Hi Johannes,
It just seemed that people do want to have a netdev (if only to see that
their driver loaded and use ethtool to dump the firmware version), and
then you can reassign it to some actual context later?
I can see that this is useful for developers, but really
counterproductive in production. You have a bunch of services (systemd,
NM, ConnMan, dhcpcd, etc, etc, etc) all observing the newly created
devices and trying to 'own' them. Which makes no freaking sense to do
until those devices are really usable. Just because it is a netdev,
doesn't mean it is ethernet or behaves like it.
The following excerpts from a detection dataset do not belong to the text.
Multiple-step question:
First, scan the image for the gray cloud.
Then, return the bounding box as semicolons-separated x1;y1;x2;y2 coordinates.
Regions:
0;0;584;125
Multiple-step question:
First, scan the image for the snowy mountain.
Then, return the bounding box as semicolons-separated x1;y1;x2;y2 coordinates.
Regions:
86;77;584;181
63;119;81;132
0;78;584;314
That also leads to expectations from users that want stuff like
udev-consistent-naming to work, even though udev has no idea wtf a given
device is, when it is ready or not ready, etc. And the flip side, there
may be systems that do not use systemd/udevd, so the daemons responsible
for management of such devices cannot sanely assume anything. It is
just pure chaos.
And then there's hotplug/unplug to worry about ;)
So I would like to reiterate Marcel's point: creating unmanaged devices
should not be the default behavior.
It doesn't really matter much. If you have a control channel and higher-
level abstraction (wwan device) then having the netdev is probably more
of a nuisance and mostly irrelevant, just might be useful for legacy
reasons.
Which we should be trying to eradicate, not encourage ;)
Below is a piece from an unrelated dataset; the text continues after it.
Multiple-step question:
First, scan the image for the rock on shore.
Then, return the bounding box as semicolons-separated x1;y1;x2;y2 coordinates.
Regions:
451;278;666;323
Should you really need to account for these specially, or would some
kind of sysfs linkage like SET_NETDEV_DEV() be more appropriate?
Really all you want to do is (a) identify which WWAN device a given
control/data channel is for and (b) perhaps tag different control/data
channels with attributes like primary/secondary/gps/sim/etc often
through USB attributes or hardcoded data on SoCs.
Userspace can also choose to do its own multiplexing, so you can't even
really assume the above is what you 'want'.